Mulher com a mão estendida, mostrando um anel com pedra rosa
Mas um conjunto de canecas e chaleira esmaltada acaba ganhando um carinho especial. ;Eu nem tenho coragem de usar. Ele fica apenas como um enfeite para não estragar ou quebrar.;

Quando Laura voltava tarde para casa, encontrava a cama pronta para se deitar e em cima sempre tinha um bilhete carinhoso da mãe, uma das lembranças que a maquiadora guarda. ;Ela era muito carinhosa. Quando fui morar fora para fazer faculdade, não tinha mais os bilhetinhos, mas ela me escrevia muitas cartas, que guardo como meus grandes tesouros.;

Os quadros e pequenos enfeites espalhados pela casa relembram Laura da relação especial que tinha com a mãe e dos ensinamentos e exemplos que a professora universitária deixou. ;Ela me guia como uma mulher batalhadora, que adorava estudar e aprender, que, do jeito que podia, estava presente na vida dos filhos. Tinha uma fé invejável e nunca abriu mão de ser o que queria profissionalmente. Isso me inspira muito;, completa.

Um presente para a vida toda

Aos 14 anos, Cláudia Cardoso de Sá, 44, ganhou da avó uma pulseira e um colar que se tornaram um dos conjuntos preferidos da produtora de eventos, que ela só usa em ocasiões especiais.

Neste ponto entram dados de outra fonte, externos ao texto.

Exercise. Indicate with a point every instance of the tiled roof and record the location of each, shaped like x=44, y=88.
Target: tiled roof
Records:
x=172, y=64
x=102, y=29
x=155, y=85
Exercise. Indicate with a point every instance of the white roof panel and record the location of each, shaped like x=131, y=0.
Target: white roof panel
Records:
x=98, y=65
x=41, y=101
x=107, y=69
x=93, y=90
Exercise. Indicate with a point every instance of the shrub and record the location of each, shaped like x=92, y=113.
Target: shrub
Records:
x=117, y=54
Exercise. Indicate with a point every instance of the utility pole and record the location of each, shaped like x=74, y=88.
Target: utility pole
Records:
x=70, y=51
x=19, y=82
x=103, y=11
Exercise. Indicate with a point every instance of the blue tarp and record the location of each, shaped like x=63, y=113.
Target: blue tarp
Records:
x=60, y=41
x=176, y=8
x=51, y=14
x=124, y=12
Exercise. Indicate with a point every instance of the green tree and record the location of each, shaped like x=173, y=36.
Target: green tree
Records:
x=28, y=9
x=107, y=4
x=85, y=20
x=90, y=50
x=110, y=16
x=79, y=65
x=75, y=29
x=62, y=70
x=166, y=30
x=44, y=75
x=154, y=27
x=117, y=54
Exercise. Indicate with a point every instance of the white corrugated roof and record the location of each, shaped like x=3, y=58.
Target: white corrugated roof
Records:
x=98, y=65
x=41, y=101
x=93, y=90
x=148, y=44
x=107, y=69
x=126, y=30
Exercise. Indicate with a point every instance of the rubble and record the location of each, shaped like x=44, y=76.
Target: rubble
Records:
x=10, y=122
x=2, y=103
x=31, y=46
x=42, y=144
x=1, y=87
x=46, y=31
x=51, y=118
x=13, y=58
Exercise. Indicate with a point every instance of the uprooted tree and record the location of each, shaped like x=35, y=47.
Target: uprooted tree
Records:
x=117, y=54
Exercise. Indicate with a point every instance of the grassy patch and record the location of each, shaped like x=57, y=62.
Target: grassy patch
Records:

Adir Vieira de Sá sempre mostrava as peças à neta e dizia que seriam o seu presente assim que ela completasse 15 anos. A avó vivia no Rio de Janeira, e Cláudia, em Brasília, mas sempre passavam as férias juntas, fosse em Brasília ou na capital fluminense.

;Sempre que ia visitá-la ou que ela vinha para cá, ela dizia que ia me dar o conjunto de presente de aniversário. Eu era menina e não ligava tanto, mas hoje é muito significativo;, emociona-se Cláudia.

Quando os 15 anos da produtora de eventos se aproximou, o avô de Cláudia ficou doente e Adir teve medo de não estar presente na festa da neta. ;Eu fui passar umas férias lá e ela resolveu me entregar um pouco antes, caso não pudesse estar comigo no meu aniversário;, conta.
Cláudia Cardoso herdou o conjunto de colar e pulseira  da avó quando estava prestes a fazer 15 anos
O avô de Cláudia acabou morrendo antes e a avó esteve com ela no aniversário. A produtora conta que, depois que perdeu a avó, há 13 anos, o conjunto se tornou ainda mais valioso a seus olhos.

Mesmo nunca tendo morado na mesma cidade, a vida de Cláudia é marcada por lembranças dos momentos compartilhados em família, que passava todas as férias reunida. ;Ela era muito doce e nunca me negava nada, até para a rua soltar pipa comigo ela ia;, recorda-se.

O conjunto, segundo Cláudia, tem destino certo. ;A tendência é que passe para minha única filha, mas confesso que não tinha pensado muito nisso, pois não estou pensando em morrer tão cedo;, brinca.